Now I need to stress that Jesus expects us to act with godly wisdom in the way we express our love in practice. Such are the needs of the world that if we gave to every needy person around us, we ourselves would become destitute and homeless, needing others to provide for us. It’s important we understand that Jesus is laying out principles to frame the attitudes and actions for anyone who says they are a follower of his.
With that he sets out what has become known as ‘the golden rule’: “Do to others as you would have them do to you…” That is, ‘Treat others as you would want them to treat you’ (6:31). Jesus’ words here are positive and pro-active.
They are based on the principle of the Old Testament command in Leviticus 19:18: You must love your neighbor as yourself. In Luke chapter 10 we learn through Jesus’ parable of ‘The Good Samaritan’ what the practice of neighbor love looks like. It means caring for anyone we come across who is in need and whom we have the power to help. Jesus doesn’t expect us to act if we don’t have the resources to do so.

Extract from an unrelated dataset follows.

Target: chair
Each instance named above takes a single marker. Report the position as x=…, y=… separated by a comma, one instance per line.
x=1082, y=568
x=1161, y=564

He was laying then the foundation for a new social order that over time has provided a framework for justice tempered by mercy and forgiveness, in marriage and family, in constitutions and laws, protecting the rights of citizens and reversing many evils in society.
Jesus’ definition and practice of the law of love radically reverses the way we relate to one another. And this reversal is grounded in the character of God and his nature of love: “Love your enemies, do good and lend, expect nothing in return. Your reward will be great, and you will be children of the Most High; for he is kind to the ungrateful and the wicked. Be merciful, just as your Father is merciful” (6:35).
In John Stott’s last book, The Radical Disciple (IVP: 2010, p.40), he referenced a Hindu professor who, ‘identifying one of his students as a Christian, once said, ‘If you Christians lived like Jesus Christ, India would be at your feet tomorrow’’.
A Prayer: Grant us, Lord, we pray, the spirit to think and do always such things as are right, so that we who cannot do anything that is good without you, may in your strength be able to live according to your will; through Jesus Christ our Lord. Amen.